Two years ago, I decided that I wanted to quit my current desk job. At the time I was working as a manager at an osteopath’s office. When I initially started the job, I had come straight from graduate school, where I got my degree in creative writing. I promised myself that I would only leave this job, if my writing career took off, so I toiled away part-time, making very little money, and finishing writing projects on the side. Finally, after three years, I realized that a writing job didn’t look like it was coming on the horizon, and I wanted to make more money to be able to live a better lifestyle, so I decided I had finished a couple of projects, and that I was going to have faith that the universe was going to lead them to the right places, and I was going to now take care of myself differently and more responsibly, while just being open to having another full-time office job, until my writing career took off.

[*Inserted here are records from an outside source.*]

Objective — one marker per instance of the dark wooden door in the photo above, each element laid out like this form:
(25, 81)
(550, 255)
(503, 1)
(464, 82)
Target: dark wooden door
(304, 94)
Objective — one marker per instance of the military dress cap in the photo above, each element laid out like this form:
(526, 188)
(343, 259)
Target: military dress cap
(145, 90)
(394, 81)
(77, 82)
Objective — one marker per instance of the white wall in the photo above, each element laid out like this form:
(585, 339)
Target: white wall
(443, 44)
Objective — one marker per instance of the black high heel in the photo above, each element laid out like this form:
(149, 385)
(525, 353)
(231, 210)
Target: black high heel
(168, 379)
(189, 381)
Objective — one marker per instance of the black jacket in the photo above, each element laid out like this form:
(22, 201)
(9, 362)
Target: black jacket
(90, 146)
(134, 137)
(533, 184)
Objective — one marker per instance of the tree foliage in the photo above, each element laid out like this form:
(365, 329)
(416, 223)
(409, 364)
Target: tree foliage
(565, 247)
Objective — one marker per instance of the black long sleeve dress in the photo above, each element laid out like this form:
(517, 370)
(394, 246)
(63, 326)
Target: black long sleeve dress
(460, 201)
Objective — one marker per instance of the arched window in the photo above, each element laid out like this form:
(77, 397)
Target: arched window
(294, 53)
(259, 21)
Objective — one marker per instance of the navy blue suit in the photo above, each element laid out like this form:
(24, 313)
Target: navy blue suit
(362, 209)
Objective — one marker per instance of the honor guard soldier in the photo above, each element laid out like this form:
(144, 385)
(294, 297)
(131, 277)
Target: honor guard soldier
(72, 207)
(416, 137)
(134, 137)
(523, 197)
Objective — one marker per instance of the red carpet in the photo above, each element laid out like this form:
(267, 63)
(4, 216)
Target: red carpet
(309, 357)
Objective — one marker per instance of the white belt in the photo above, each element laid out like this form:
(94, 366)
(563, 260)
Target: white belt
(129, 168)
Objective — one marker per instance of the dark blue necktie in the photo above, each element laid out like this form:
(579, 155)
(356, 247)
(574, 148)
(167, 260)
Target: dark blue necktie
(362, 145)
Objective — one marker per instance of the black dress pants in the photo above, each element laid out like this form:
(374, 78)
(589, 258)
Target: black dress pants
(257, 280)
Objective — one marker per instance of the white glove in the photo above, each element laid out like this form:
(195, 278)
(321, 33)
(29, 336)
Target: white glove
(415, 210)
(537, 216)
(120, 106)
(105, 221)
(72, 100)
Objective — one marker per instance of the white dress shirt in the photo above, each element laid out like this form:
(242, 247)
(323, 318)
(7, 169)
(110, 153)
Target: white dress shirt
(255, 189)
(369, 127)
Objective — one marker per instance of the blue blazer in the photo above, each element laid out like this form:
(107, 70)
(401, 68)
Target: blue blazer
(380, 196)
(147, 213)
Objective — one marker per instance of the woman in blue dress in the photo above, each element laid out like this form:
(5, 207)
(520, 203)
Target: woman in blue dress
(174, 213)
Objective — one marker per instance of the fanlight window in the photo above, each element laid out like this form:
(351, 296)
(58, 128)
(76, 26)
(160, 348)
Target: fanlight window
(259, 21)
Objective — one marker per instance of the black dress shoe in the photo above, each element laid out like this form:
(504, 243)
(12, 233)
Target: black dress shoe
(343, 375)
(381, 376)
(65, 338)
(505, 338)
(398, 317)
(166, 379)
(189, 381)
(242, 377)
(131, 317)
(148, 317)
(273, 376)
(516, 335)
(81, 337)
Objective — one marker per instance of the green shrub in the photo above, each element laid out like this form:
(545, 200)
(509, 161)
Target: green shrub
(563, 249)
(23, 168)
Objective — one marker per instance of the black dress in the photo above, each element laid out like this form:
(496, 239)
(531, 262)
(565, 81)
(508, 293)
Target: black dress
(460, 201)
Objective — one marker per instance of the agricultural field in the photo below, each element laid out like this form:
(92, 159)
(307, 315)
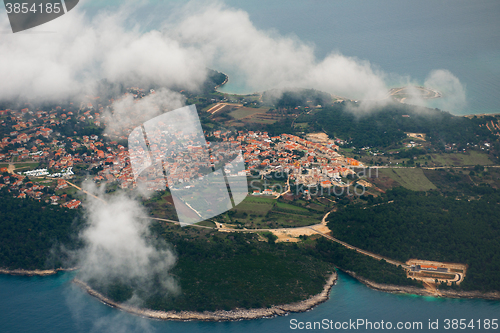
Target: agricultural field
(267, 212)
(245, 112)
(411, 178)
(458, 159)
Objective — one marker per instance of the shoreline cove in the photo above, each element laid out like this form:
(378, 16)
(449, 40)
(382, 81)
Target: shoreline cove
(35, 272)
(220, 315)
(395, 289)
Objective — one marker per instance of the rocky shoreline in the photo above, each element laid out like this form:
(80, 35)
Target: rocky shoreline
(36, 272)
(220, 315)
(493, 295)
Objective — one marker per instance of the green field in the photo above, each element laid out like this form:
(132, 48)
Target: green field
(412, 179)
(460, 159)
(246, 112)
(256, 205)
(283, 205)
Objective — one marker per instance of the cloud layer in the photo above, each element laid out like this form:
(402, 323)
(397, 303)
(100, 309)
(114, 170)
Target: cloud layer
(119, 248)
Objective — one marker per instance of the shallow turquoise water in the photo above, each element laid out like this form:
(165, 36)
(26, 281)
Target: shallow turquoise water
(54, 304)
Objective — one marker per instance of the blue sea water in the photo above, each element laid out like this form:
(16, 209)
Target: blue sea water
(53, 304)
(402, 38)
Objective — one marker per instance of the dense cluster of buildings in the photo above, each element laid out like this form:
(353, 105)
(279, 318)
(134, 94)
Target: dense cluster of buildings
(37, 136)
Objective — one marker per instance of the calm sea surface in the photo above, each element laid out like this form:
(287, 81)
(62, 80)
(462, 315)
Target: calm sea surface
(53, 304)
(401, 37)
(405, 38)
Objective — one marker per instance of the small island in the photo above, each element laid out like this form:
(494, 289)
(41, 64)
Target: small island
(400, 198)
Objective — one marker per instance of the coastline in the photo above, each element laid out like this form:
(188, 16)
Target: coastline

Before I left, one of the regular patients, who I had gotten quite close to, had said to me that a Cherokee woman once told her “tell the universe how you want to feel, and let it provide the form for you.” The solution in that, is that sometimes what we think we want isn’t what’s best for us, so if we concentrate on wanting to feel positive, supported, grounded, creatively fulfilled etc, and just trusting that the universe will provide what’s best for us, we walk in faith towards our best selves and outcomes. I took that phrase to heart, and when I quit, thought a lot on how I wanted to feel in my next work place, and then started writing it in my cover letter. I wanted to be in a positive environment, with people who cared and were passionate about what they were doing, were okay with my heavy arts background, and where I could learn new skills. I listed to myself how much money I wanted to make, and also that I wanted to be in an environment where my opinion was respected. Because of that, I stood out, and started attracting these kinds of environments to me. But at first things were slow, so I promised myself during this uncertain transition, that I would not freak out like I had in the past, but just to do the best I could every day, asking for help from people, remaining open and trusting that things were working out for the best (though I’m not going to lie, there were a couple of times I did freak out, but I kept saying out loud to the universe “I’m trusting in you!”).